The changes were significant and many lenders had concerns regarding the best ways to prepare for compliance and training staff. The timeline also had some industry experts worried about how it would affect borrowers.
November Sales Slide
All eyes were on the real estate market, with questions about how TRID would affect home sales, when the rule went into effect on Oct. 3. The following month showed a dip in sales, according to the National Association of Realtors. November had the slowest home sales rate in 19 months and total existing home sales fell 10.5 percent.1
Sales weren't only lowered in comparison to the month previous, but also to the November prior. On a year-over-year basis, November was down 3.8 percent. After a great year for the housing market, this was the first instance of a year-over-year decrease since September 2014.
Lawrence Yun, chief economist for the NAR, explained many things could have had an impact on the depressed November sales, including low inventory levels and rising home prices. However, it's also likely the implementation of TRID had an effect on the market.
"It's possible the longer timeframes pushed a latter portion of would-be November transactions into December," Yun said. "As long as closing timeframes don't rise even further, it's likely more sales will register to this month's total, and November's large dip will be more of an outlier."
The rule didn't only affect the national housing market, but local ones as well. According to the California Association of Realtors, the rule's implementation delayed some closings and contributed to a statewide decrease in home sales, which fell below 400,000 for the first time since March, 2015.2
December Sales Bounce Back
However, other states noted higher sales in November, though it was still acknowledged that the rule could have delayed some transactions, according to Florida Realtors.
Yun's prediction of November's low home sales being uncharacteristic of 2015 proved to be true the following month. In fact, December saw the largest month-over-month increase ever recorded, at 14.7 percent, the NAR said.3 Sales in December were also 7.7 percent ahead of what they were one year previous.
California saw similar effects, with an increase of 9.6 percent compared to November and a year-over-year rise of 10.7 percent.4
"As we speculated, sales that were delayed in November because of The Consumer Financial Protection Bureau's new loan disclosure rules closed in December instead, which led to the greatest monthly sales increase in nearly five years," Ziggy Zicarelli, president of CAR, explained. "Sales increased across the board in all price segments in December, but improvement in the sub-$500,000 market was more pronounced as many homes affected by the new loan disclosures were priced under the conforming loan limit."

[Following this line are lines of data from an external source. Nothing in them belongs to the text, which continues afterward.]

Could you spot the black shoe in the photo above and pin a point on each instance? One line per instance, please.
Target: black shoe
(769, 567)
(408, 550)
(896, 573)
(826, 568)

All in all, December's impressive rise is reflective of the strides the housing market took in 2015 as a whole. Last year saw the most existing home sales since 2006, with 5.26 million sales total.

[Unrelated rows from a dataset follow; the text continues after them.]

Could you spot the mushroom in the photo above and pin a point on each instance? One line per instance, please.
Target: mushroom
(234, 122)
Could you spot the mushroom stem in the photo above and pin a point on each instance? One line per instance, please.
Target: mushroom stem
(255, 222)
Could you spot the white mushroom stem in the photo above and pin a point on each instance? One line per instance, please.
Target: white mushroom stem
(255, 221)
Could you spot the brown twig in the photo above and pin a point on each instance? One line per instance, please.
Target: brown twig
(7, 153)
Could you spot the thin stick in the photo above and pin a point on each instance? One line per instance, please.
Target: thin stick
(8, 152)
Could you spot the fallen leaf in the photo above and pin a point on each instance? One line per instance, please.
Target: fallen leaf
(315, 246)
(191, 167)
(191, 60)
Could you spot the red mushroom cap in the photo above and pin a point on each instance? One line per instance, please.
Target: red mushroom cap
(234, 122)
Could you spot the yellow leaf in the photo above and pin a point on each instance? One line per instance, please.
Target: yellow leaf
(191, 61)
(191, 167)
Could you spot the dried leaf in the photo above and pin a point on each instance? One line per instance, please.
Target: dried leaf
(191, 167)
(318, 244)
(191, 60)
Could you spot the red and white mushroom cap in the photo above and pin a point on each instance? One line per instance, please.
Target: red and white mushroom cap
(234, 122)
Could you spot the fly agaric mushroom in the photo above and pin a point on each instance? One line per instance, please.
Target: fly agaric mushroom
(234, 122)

Although many have watched to see how TRID would affect the housing market, other factors were at play in December as well. The Federal Reserve rose the interest rate for the first time since it was lowered to near zero in 2008. Though the boost was small, the Fed is expected to increase it periodically in the coming year.

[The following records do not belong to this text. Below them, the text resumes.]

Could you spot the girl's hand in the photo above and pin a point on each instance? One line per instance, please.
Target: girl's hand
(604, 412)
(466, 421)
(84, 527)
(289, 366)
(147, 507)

The increase in interest rates did not have much of an effect on current mortgage rates, but could have inspired some homeowners to sell while rates are still at historic lows, Yun speculated. Andrew Barbar, the 2015 Florida Realtors' president, shared a similar sentiment.
"We don't expect that (December's) decision by the Federal Reserve to slightly raise the federal funds rate will have a significant adverse impact on the housing market, as rates remain historically low," Barbar said. "The increase was long anticipated, and it may even encourage homebuyers who had been waiting on the sidelines to enter the market now."